La prossima settimana prenderanno il via i lavori per un nuovo collegamento tra Ponte Garibaldi e Ponte Risorgimento, lungo Lungadige Matteotti e Lungadige Cangrande. Il percorso si collegherà alla ciclabile di via Da Vico, garantendo continuità fino al quartiere Saval e oltre. Il cantiere, del valore di 800mila euro, comporterà anche una modifica della viabilità: il tratto tra Ponte della Vittoria e Ponte Risorgimento diventerà a senso unico verso Ponte della Vittoria, per ricavare una pista ciclabile protetta e rendere più sicure auto, pedoni e ciclisti. La durata prevista dei lavori, partendo da Piazzale Cadorna verso Lungadige Matteotti, è di circa un anno.

Un altro intervento in corso, finanziato con fondi PNRR e del valore di 2,7 milioni di euro, collegherà Parona a Ponte Garibaldi. L’asse attraversa il Lungadige Attiraglio, via Santini, il cimitero di Quinzano, via Preare, via Cesio e via Nino Bixio. I lavori sono già in corso e l’opera dovrà essere completata entro il 30 giugno 2026.

“La strategia è creare percorsi ciclabili principali, protetti e sicuri, che incoraggino l’uso quotidiano della bicicletta”, spiega l’assessore alla mobilità e all’ambiente, Tommaso Ferrari. “I dati mostrano come la sicurezza sia l’ostacolo maggiore. Infrastrutture adeguate significano più libertà di scelta e una città più vivibile. Questi interventi fanno parte di un progetto più ampio che include filovie, corsie preferenziali per i mezzi pubblici e infrastrutture stradali esterne, come la strada di Gronda”.
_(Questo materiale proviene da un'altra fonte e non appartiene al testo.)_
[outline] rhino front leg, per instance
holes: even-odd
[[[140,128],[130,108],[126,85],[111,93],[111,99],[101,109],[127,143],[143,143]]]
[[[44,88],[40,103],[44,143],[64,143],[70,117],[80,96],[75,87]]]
Le nuove ciclabili attraversano zone sensibili come scuole e quartieri residenziali, contribuendo a ridurre la velocità delle auto e aumentando la sicurezza, come già osservato nei cantieri attivi.

“Sono interventi importanti perché collegano davvero i quartieri”, sottolinea Elisa Dalle Pezze, presidente della Circoscrizione 2^. “Parona, pur essendo parte del Comune di Verona, è molto a nord e le strade principali si sono sviluppate senza una pianificazione completa. Oggi alcune funzionano quasi come mini-autostrade urbane. Queste nuove ciclabili uniscono quartieri a sud delle vallate di Quinzano e Avesa, come Ponte Crencano e Pindemonte”.

Michele Bresaola, presidente della Commissione 3^ sulla mobilità, aggiunge: “La rete di piste ciclabili di Verona aveva bisogno di essere interconnessa, per raggiungere anche le zone finora meno servite”.

Per Corrado Marastoni, presidente di Fiab Verona, “la pista che collegherà Parona a Ponte Garibaldi risponde alla necessità di connettere i quartieri con il centro e, in futuro, anche con i comuni della Valpolicella”.